O boletim de ocorrência emitido pela PMSC relata que cinco pessoas da mesma família estavam orando dentro de sua casa, no Residencial Forquilhinha, mas, após ação policial, interromperam as orações alegando não terem conhecimento de que o decreto estadual proibia cultos dentro da própria residência. Os policiais então orientaram a família a interromper as orações para evitar “aglomeração de pessoas e contaminação com o vírus Covid-19”, segundo informou o site Gospel Prime. […]
O procurador Walmor Moreira, que classificou a operação como um atentado à liberdade religiosa no país, informou pelo Twitter que irá entrar com denúncia ao Ministério Público. […] O procurador considera que Santa Catarina vive um “regime de exceção” que usa a pandemia como justificativa para violação de liberdades fundamentais dos cidadãos. […] (Estudos Nacionais)

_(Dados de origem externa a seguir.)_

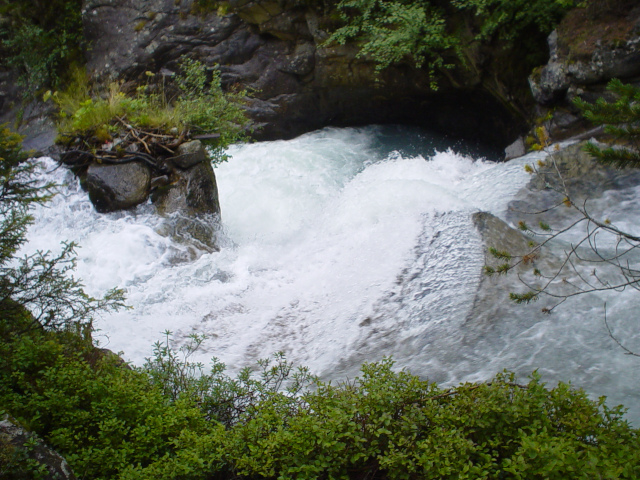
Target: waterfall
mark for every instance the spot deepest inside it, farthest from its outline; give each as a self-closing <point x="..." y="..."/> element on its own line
<point x="339" y="247"/>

Outra matéria, essa publicada no Él País, traz preocupações com respeito à soberania das nações e à liberdade de crença:
“Os períodos prolongados de calma favorecem certas ilusões de ótica”, disse o escritor alemão Ernst Jünger em The Forest Passage: “Uma delas é a suposição de que a inviolabilidade do domicílio se funda na Constituição, é assegurada por ela. Na verdade, a inviolabilidade do domicílio se baseia no pai de família que aparece na porta de casa acompanhado por seus filhos e empunhando um machado”. A catástrofe desencadeada pelo coronavírus pode ser considerada um desses momentos em que Jünger considera da verdade, caso mude de escala. No meio do caos, onde Jünger via o pai como a garantia da segurança, agora reaparece o Estado – nacional – como o garantidor último da vida de sua população. Além dos bem-intencionados acordos internacionais e esferas supranacionais como a União Europeia, o papai Estado parece o único capaz de garantir a inviolabilidade do território e proteger seus nacionais.
Mas faz sentido fechar as fronteiras para lutar contra o coronavírus? Esse retorno à soberania nacional não é uma reação melancólica diante de um perigo sem passaporte? Esse gesto não lembra, no fundo, as filas que vimos surgir nas lojas de armas nos Estados Unidos? Isso não é matar moscas com tiros de canhão? Um grupo de juristas e ativistas escolheu um caminho muito diferente e, apesar do momento crítico e agitado atual, lançou uma ideia colossal: uma Constituição da Terra como ferramenta de governança global. Frente ao reflexo nacional, a imaginação cosmopolita quer avançar na globalização do direito.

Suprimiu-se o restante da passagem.